Le jumeau n'est pas dessiné : il est reconstruit à partir d'une capture terrain paramétrée. Chaque membrure, chaque antenne et chaque support existe dans le modèle parce qu'il a été mesuré, avec la géométrie réelle du pylône, écarts compris.
Auditable signifie traçable : chaque dimension, élément et attribut référence la capture qui le fonde. Quiconque examine le modèle peut remonter jusqu'à la preuve d'origine. Sans boîtes noires ni critères divergents entre équipes.
La capacité d'un pylône n'est pas une opinion : c'est de la géométrie disponible. Le jumeau exprime en mètres l'espace restant, à quelle hauteur et avec quelles interférences, pour évaluer l'ajout d'équipements sur des données vérifiables.
Les plans DXF, PDF et SVG sortent directement du jumeau, toujours cohérents avec le modèle. On met à jour le jumeau, le plan se régénère. Fini le redessin manuel et l'écart entre le document et la réalité.

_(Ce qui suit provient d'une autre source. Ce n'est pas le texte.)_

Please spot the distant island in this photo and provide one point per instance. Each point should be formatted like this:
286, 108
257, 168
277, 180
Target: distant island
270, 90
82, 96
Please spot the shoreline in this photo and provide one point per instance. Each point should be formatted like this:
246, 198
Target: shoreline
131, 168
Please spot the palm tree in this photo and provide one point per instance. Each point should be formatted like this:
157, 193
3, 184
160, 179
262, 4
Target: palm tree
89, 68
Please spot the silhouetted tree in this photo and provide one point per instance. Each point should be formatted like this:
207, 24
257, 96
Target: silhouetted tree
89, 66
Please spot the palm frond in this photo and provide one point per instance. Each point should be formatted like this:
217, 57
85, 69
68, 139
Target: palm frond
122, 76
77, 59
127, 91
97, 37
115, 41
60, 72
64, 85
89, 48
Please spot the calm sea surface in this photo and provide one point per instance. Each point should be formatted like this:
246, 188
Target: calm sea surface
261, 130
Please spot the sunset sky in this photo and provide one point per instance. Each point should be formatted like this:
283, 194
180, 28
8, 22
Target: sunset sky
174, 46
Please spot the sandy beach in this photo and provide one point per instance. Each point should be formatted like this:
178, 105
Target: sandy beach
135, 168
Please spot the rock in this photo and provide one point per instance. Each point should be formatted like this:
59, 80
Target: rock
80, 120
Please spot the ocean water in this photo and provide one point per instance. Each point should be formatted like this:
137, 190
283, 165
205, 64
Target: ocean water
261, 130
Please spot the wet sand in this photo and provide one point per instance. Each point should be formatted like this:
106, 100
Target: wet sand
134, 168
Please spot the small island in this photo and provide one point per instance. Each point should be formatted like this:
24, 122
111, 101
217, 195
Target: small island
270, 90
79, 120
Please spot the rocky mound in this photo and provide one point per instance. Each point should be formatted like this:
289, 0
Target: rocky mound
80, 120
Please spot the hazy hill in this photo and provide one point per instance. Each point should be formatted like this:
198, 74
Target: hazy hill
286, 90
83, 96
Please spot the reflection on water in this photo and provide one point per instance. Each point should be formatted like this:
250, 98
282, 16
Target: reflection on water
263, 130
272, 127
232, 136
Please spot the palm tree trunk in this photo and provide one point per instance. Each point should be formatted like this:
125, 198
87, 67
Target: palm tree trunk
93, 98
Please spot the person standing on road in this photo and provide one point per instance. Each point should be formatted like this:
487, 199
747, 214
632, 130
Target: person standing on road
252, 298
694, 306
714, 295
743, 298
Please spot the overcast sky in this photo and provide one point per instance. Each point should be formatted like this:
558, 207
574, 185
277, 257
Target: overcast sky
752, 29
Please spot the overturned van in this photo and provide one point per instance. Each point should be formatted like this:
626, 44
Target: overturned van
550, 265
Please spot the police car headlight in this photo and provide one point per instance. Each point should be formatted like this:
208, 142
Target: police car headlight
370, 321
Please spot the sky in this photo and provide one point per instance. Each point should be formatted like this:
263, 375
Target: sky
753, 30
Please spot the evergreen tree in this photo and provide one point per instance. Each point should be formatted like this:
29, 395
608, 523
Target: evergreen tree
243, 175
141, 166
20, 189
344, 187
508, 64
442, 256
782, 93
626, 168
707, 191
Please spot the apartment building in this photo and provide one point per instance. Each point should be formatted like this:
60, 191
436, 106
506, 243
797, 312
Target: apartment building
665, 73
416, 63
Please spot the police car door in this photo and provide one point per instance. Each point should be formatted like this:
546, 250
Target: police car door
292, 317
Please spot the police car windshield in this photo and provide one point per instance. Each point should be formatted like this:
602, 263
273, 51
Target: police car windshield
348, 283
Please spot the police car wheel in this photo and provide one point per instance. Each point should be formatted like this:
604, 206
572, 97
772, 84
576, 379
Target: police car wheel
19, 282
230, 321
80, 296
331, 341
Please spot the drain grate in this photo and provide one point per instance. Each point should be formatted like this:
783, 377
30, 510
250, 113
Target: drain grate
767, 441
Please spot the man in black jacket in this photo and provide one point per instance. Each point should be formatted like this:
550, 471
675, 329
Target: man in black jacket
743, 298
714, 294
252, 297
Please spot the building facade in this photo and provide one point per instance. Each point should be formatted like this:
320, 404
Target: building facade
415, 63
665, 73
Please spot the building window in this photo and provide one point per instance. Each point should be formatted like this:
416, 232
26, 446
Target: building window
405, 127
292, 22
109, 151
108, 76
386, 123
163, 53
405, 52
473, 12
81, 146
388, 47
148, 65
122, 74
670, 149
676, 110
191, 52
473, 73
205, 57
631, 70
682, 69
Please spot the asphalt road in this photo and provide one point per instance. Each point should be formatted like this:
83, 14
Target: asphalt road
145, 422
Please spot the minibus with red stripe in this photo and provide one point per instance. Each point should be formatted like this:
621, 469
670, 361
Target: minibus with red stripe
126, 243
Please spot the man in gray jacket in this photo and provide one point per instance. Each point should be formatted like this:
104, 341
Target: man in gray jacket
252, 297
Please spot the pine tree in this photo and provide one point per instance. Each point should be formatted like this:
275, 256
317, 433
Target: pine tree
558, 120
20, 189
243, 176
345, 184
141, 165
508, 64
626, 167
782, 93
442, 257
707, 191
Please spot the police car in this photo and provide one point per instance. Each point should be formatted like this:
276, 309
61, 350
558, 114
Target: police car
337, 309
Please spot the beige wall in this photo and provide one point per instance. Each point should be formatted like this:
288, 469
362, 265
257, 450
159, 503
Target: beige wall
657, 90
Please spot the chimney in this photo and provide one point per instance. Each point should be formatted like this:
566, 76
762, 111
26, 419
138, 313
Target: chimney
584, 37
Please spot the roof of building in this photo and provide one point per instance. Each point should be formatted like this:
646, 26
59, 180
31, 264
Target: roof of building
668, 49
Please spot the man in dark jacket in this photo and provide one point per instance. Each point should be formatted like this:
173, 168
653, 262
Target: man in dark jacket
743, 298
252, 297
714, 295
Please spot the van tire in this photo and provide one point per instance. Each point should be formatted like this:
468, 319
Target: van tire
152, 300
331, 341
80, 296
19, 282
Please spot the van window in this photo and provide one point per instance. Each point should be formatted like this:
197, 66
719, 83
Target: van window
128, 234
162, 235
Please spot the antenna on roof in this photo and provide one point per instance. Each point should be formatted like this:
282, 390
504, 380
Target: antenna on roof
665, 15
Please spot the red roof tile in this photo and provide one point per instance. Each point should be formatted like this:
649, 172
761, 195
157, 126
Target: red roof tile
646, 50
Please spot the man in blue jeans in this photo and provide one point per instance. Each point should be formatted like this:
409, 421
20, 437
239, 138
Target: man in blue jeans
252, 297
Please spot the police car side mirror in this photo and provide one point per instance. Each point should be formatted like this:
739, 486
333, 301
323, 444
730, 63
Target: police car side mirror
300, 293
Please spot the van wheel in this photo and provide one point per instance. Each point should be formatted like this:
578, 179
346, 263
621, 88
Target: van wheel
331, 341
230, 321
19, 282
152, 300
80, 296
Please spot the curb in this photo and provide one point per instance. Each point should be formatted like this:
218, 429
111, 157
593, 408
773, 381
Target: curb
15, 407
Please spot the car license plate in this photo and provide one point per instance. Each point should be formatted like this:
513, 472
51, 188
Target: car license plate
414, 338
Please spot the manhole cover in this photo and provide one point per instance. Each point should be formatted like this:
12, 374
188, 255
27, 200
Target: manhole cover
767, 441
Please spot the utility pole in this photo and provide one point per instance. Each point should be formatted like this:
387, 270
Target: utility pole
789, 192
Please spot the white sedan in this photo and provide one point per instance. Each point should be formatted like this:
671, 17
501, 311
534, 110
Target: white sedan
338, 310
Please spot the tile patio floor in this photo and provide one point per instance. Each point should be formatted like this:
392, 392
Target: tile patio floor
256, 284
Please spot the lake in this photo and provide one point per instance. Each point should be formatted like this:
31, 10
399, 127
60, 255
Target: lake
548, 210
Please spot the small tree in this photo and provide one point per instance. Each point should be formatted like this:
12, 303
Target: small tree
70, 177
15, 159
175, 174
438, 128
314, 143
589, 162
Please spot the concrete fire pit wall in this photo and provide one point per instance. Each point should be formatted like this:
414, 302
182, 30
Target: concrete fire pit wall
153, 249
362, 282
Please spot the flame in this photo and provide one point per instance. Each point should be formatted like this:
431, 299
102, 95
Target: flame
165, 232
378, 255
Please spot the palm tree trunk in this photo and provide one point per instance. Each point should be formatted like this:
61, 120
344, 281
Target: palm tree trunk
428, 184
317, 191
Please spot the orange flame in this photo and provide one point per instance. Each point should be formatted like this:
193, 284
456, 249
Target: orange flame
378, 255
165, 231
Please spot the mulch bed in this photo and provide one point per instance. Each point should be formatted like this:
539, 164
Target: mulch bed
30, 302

Location d'espace, colocalisation d'antennes, renforcement structurel : chacune de ces décisions a des conséquences physiques et contractuelles. Les prendre sur des plans obsolètes ou sur la mémoire de l'organisation, c'est assumer un risque sans le savoir. Les prendre sur un jumeau auditable, c'est travailler avec le pylône tel qu'il est aujourd'hui.
Le cycle commence sur le terrain : relevé paramétré avec la même structure de données sur chaque site, preuves photographiques et registre traçable. De cette capture, le jumeau est reconstruit ; du jumeau sortent les plans ; sur les plans et le modèle se prend la décision. Quand le pylône change, le cycle se répète et le jumeau reste vivant. L'expérience terrain devenue système.
ATLAS est la réponse de CSM : des jumeaux numériques auditables avec plans automatisés. GUARDIÁN protège l'infrastructure par une surveillance autonome, et SW6 consolide les données avec une traçabilité de bout en bout. Un même écosystème, du terrain à la décision.